If e-voting critics really want to take a lesson from Vegas, they should look at the history of gambling machine security. New means of stealing money still come along from time to time, and new measures are taken to prevent it. There was a time where a piece of aluminum foil could make a slot machine pay out, and there will always be new attacks against these units. Some are trivially simple, and at some point cash will be lost.
There's no reason to think e-voting machines can hold up better. Knowing this, it stands to reason that voting machine security should be concentrated on the aftermath of an attack, and not the attack itself. Regardless of how someone breaks an electronic ballot, the fact that it was broken into must remain the most important point of knowledge - data integrity must be required. The attack vector can be addressed later; we must first know if any votes were tainted, and we need a plan for recovering lost votes.

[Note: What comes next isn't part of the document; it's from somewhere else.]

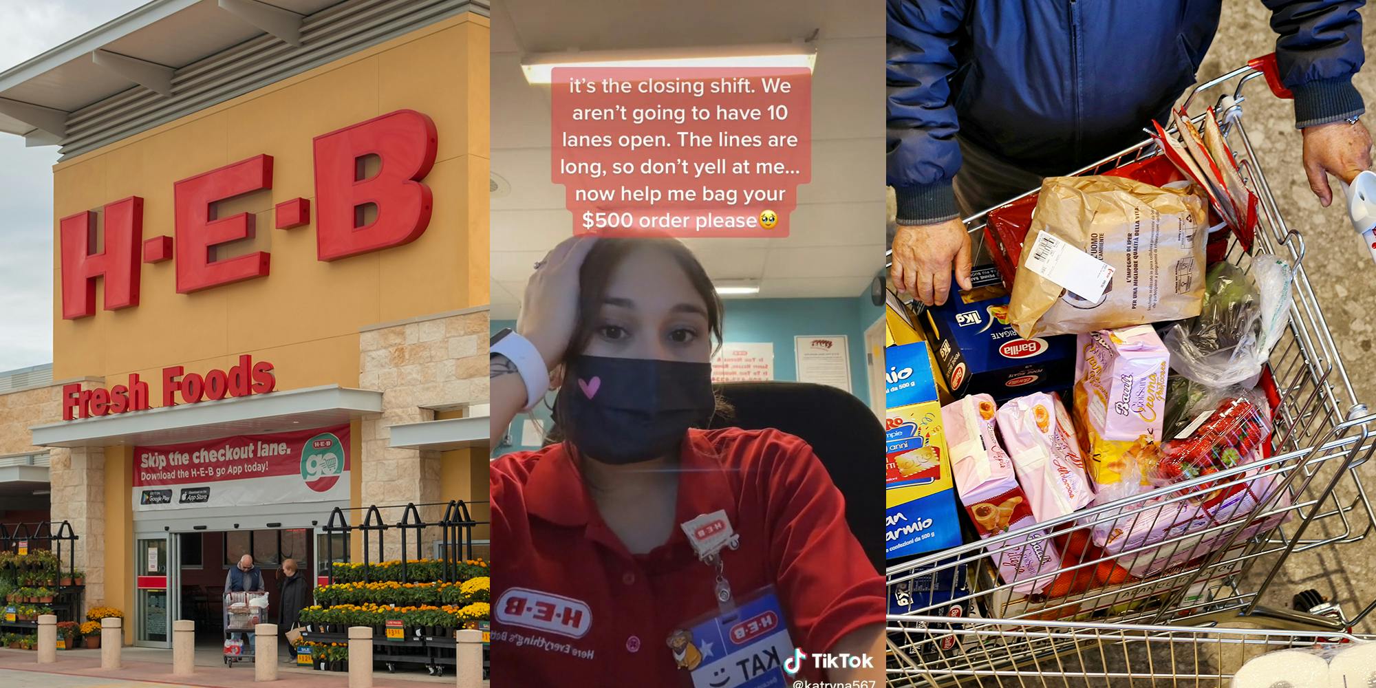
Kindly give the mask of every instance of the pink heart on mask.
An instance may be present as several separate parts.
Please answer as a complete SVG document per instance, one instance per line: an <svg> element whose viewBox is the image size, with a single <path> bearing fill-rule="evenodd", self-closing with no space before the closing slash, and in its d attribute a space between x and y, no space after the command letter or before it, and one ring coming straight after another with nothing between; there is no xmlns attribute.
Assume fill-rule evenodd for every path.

Other comparisons fare little better than the slot machines. Academics have suggested ATM machines as a model for e-voting machines, and one of the largest e-voting players, Diebold, also makes cash machines. ATMs are very physically secure, and even possess data integrity mechanisms (like having crypto keys embedded in the keypads rather than some extraneous software exchange). But, here, too, the security is directed at protecting cash, not data. Moreover, ATM's are hardly invulnerable themselves: they're increasingly deployed on insecure networks. I write about just this scenario in Syngress' new book, "Stealing the Network: How to Own a Continent".

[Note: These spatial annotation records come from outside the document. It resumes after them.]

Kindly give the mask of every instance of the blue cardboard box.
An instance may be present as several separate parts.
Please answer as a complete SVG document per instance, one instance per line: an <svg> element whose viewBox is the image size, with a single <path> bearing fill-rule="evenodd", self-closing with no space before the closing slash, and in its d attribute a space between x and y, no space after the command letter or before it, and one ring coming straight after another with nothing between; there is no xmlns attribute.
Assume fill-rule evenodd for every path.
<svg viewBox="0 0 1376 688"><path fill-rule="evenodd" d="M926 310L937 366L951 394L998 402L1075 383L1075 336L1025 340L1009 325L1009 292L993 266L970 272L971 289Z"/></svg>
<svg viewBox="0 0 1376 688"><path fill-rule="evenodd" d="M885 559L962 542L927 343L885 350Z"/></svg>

We've already seen the dangers of applying the wrong kind of security to e-voting. Earlier deployments of Diebold's physically secure voting machines used a Microsoft Access database to store and tally votes. Diebold reportedly left this database anonymously accessible via the Internet, with no password, and no change log. It doesn't matter if the unit could withstand a tactical nuclear missile attack if someone on the Internet could point and click someone into elected office from the comfort of their desktop.

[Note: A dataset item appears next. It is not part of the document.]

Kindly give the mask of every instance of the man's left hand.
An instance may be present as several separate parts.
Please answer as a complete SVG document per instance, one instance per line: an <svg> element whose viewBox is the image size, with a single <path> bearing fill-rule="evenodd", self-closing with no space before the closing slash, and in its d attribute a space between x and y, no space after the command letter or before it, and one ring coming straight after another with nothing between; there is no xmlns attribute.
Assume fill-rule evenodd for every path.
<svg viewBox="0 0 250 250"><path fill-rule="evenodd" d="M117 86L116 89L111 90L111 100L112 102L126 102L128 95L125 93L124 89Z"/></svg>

This is what happens when any security measure is designed without first determining what issues it sets out to solve. As elections draw near, it is time that we as a security community revisit this topic. We can't let facile comparisons lead us like the Piper away from e-voting's true problem.
SecurityFocus columnist Timothy M. Mullen is CIO and Chief Software Architect for AnchorIS.Com, a developer of secure, enterprise-based accounting software. AnchorIS.Com also provides security consulting services for a variety of companies, including Microsoft Corporation.